Materials for an 8-foot wildlife fence were donated by the Habitat Partners Program through the U.S. Department of Interior and the U.S. Fish and Wildlife Service, Rippy said. Now they are just trying to find some funding to pay for the construction of it.

Rippy said that others helping out include: the Glenwood Springs Rotary; Sopris Engineering, which has donated surveying and engineering work on the site plan; the city of Glenwood, which is expected to put in a water tap and run it across Wulfsohn Road in the beginning of May; and Resource Engineering, which has offered to engineer a water plan on how to water the individual plots. Someone has even donated several cubic yards of good top soil, she said. And she thinks that they’ve got a lead on a tool shed in Grand Junction that may be donated as well, so all the tools can be housed on site.

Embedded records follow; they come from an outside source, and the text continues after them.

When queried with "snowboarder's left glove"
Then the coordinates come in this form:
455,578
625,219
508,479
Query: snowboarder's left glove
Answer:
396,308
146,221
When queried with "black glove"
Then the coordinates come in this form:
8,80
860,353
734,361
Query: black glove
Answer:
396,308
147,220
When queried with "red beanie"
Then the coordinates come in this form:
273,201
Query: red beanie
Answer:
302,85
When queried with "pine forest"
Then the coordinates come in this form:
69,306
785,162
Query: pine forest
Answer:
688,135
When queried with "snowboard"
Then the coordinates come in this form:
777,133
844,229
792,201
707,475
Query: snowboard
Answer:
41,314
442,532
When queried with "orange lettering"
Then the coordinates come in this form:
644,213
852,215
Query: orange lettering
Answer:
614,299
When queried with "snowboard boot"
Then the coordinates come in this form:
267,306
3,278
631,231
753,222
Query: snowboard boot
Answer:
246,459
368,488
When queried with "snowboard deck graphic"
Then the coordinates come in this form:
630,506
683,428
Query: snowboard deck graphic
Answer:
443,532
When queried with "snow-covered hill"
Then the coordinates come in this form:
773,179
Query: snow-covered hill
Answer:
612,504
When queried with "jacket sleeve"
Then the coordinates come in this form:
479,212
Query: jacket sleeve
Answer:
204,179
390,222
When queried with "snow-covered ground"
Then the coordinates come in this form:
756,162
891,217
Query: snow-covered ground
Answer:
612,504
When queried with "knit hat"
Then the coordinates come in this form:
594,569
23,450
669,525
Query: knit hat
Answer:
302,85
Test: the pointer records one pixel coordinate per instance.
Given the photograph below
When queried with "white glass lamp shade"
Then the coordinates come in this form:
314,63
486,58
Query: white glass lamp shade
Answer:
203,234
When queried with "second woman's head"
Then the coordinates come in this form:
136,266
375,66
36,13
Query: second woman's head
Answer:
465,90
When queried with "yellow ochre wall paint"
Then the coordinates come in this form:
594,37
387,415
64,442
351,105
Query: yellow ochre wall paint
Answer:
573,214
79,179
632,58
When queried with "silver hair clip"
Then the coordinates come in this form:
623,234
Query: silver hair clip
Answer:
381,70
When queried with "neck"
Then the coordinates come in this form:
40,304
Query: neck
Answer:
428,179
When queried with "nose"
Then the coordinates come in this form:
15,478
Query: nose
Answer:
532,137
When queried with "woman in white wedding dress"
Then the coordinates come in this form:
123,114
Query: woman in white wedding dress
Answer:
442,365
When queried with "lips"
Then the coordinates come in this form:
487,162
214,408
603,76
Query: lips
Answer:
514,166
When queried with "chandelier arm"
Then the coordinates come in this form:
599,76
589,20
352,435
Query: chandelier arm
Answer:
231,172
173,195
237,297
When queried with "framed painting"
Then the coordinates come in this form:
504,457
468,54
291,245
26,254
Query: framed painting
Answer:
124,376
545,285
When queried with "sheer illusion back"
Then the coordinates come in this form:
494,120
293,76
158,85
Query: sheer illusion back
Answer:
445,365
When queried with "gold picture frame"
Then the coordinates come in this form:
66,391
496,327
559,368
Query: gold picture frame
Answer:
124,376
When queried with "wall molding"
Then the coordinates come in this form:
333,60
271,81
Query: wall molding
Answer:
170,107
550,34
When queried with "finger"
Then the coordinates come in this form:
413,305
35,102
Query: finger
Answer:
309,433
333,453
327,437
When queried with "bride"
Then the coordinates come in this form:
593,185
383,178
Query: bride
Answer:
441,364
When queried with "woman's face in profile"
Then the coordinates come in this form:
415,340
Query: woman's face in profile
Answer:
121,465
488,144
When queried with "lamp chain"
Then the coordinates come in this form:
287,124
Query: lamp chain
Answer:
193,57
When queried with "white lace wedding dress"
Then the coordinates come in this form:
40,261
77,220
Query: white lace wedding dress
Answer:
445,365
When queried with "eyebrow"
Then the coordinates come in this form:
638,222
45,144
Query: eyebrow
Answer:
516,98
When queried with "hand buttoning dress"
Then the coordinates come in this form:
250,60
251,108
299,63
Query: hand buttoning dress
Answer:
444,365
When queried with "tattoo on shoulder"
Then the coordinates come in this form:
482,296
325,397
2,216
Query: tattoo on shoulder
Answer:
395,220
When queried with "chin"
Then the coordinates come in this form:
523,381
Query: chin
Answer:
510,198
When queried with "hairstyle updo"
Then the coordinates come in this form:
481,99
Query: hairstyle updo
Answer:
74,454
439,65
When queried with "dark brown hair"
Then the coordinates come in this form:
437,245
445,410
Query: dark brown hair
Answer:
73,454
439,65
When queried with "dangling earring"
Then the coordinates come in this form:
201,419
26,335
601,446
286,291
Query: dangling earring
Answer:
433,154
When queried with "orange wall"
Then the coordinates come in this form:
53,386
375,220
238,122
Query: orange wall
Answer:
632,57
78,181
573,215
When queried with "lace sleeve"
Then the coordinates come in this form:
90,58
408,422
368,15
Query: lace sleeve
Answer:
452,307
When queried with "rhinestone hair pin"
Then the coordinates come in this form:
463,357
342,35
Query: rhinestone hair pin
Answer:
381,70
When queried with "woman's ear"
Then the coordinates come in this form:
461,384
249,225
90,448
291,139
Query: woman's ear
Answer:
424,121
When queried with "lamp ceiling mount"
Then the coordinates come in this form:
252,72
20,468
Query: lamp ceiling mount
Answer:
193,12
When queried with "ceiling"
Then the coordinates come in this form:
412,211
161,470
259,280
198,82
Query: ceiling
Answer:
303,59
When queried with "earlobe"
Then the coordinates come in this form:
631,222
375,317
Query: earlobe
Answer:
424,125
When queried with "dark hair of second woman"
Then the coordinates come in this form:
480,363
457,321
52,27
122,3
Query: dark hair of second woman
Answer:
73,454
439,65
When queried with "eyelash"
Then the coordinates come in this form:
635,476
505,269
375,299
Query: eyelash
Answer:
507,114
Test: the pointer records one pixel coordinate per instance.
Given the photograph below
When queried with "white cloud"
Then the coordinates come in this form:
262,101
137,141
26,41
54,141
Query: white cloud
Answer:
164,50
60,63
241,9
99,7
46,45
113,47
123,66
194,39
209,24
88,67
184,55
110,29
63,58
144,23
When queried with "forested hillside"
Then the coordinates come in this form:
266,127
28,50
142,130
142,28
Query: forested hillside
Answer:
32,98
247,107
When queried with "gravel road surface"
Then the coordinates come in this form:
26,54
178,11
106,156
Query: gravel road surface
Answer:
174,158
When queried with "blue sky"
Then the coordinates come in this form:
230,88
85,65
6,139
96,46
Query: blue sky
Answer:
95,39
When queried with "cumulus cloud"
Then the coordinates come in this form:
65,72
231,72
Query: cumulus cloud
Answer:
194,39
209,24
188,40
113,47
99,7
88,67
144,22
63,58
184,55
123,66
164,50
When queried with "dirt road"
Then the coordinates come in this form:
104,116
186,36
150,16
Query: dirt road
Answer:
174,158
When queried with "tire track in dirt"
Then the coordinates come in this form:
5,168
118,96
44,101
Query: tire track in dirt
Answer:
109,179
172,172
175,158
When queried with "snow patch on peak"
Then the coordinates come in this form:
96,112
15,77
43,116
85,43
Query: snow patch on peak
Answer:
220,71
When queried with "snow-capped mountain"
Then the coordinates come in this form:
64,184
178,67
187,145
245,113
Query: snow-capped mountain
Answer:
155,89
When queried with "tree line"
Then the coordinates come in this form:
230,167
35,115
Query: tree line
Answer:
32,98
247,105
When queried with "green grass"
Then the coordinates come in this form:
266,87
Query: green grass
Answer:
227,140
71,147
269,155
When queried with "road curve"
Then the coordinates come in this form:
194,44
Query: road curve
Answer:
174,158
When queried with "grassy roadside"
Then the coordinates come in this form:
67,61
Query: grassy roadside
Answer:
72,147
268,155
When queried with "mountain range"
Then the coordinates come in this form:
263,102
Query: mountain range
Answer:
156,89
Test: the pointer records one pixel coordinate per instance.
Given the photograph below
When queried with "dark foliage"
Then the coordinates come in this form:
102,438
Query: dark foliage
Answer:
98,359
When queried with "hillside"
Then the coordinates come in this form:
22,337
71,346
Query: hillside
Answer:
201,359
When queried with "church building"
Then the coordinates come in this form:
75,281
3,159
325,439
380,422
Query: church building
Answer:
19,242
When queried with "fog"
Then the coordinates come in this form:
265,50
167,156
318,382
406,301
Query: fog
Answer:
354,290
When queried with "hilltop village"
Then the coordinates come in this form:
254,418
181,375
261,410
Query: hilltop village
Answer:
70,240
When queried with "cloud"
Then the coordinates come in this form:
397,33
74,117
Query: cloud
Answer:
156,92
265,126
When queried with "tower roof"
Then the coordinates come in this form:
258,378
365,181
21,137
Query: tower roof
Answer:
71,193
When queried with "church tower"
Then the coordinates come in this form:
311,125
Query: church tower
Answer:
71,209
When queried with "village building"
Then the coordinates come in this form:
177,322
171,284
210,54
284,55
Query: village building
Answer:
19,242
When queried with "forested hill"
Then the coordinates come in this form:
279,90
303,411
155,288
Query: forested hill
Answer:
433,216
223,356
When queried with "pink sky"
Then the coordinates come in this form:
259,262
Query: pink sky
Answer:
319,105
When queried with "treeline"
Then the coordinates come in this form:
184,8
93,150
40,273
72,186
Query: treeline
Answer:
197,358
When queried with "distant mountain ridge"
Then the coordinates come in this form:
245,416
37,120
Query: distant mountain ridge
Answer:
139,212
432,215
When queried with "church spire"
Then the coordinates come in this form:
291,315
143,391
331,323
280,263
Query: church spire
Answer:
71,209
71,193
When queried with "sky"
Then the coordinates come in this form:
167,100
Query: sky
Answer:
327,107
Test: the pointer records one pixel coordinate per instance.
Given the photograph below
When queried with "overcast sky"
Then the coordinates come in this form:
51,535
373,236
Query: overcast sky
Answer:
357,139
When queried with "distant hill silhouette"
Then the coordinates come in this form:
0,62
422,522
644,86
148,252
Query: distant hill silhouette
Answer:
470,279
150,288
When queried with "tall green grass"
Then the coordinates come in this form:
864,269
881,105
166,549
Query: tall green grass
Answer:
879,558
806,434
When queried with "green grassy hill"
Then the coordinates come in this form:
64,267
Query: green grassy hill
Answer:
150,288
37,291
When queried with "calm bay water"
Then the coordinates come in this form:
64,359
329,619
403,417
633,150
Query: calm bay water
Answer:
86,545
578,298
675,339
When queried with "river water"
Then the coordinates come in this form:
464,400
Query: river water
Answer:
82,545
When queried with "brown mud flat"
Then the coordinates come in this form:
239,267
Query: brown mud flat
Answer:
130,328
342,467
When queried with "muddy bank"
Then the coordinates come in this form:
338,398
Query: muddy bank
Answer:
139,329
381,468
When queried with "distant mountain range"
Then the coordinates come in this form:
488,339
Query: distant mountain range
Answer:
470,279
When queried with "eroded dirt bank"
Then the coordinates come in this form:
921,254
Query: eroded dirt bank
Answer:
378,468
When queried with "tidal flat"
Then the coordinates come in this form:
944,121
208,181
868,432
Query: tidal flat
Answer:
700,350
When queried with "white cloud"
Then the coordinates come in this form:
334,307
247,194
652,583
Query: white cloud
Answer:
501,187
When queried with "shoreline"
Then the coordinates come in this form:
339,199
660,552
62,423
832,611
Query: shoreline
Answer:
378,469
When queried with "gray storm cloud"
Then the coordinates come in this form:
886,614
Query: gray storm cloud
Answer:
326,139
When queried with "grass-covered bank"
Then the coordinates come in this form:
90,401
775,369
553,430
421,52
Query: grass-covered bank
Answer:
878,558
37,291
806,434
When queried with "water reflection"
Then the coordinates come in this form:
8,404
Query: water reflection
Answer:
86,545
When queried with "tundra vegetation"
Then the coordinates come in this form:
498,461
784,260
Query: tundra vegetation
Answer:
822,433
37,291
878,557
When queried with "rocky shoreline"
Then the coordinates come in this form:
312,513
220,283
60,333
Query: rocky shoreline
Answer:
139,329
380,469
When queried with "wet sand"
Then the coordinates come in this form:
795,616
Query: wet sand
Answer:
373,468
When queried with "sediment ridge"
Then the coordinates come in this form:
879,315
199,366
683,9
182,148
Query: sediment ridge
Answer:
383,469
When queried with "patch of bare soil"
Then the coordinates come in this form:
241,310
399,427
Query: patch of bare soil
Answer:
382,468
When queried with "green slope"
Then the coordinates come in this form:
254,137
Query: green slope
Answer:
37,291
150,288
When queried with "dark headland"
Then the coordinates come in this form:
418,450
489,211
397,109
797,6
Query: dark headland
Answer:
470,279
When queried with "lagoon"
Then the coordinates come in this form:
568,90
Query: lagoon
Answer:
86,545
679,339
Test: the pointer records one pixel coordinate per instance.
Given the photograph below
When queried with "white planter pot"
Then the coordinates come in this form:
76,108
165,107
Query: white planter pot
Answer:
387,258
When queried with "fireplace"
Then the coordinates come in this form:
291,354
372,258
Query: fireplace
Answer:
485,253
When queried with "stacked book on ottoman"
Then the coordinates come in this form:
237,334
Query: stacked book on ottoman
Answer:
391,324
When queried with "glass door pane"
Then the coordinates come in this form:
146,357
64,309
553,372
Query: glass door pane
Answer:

All of the public support has Rippy very excited about the future of the garden.

“Everything has happened so perfectly,” Rippy said. “We’ve had so much help.”

Rippy indicated that Glenwood Parks and Recreation Director Tom Barnes went out in March and marked out the garden’s exact spot, which Rippy estimated was about 1.5 acres.

There is enough land for about 120 sites, she said. However, they are going to begin slowly, developing between 50-60 10-foot-by-15-foot plots, depending on how much interest they receive.

The garden will be broken into four-plot blocks, and Rippy hopes that each of the blocks will have a master gardener in one of the plots to help with the others who are not as familiar with gardening.

“It’s perfect for people who may want to get a plot with four of their friends who just want to grow all the ingredients to make homemade salsa, or whatever you want to grow, that is up to you,” she said.

Rippy said that they’ve already received 25 applications.

She added that the recent winter weather may have deterred people from thinking about the garden, but she expects that to change with the nicer weather.

“The weather has been bad, and people have been skiing and spring-breaking,” she said. “Also, there is nothing visible over there yet. But once they can see it, I think we will get a lot of interest.”

Applications for plots are available at the Glenwood Branch Library’s vestibule, the Good Health Store, and at the Community Center. They are also holding an on-site meeting at the garden location on Sunday, April 19, at 1 p.m., to inform interested gardeners on the plans and how the community garden is going to work.

Rippy said that even people who are interested but have never had a garden before should come.

“It’s going to be really good,” she said. “I think it’s going to be really good for Glenwood.”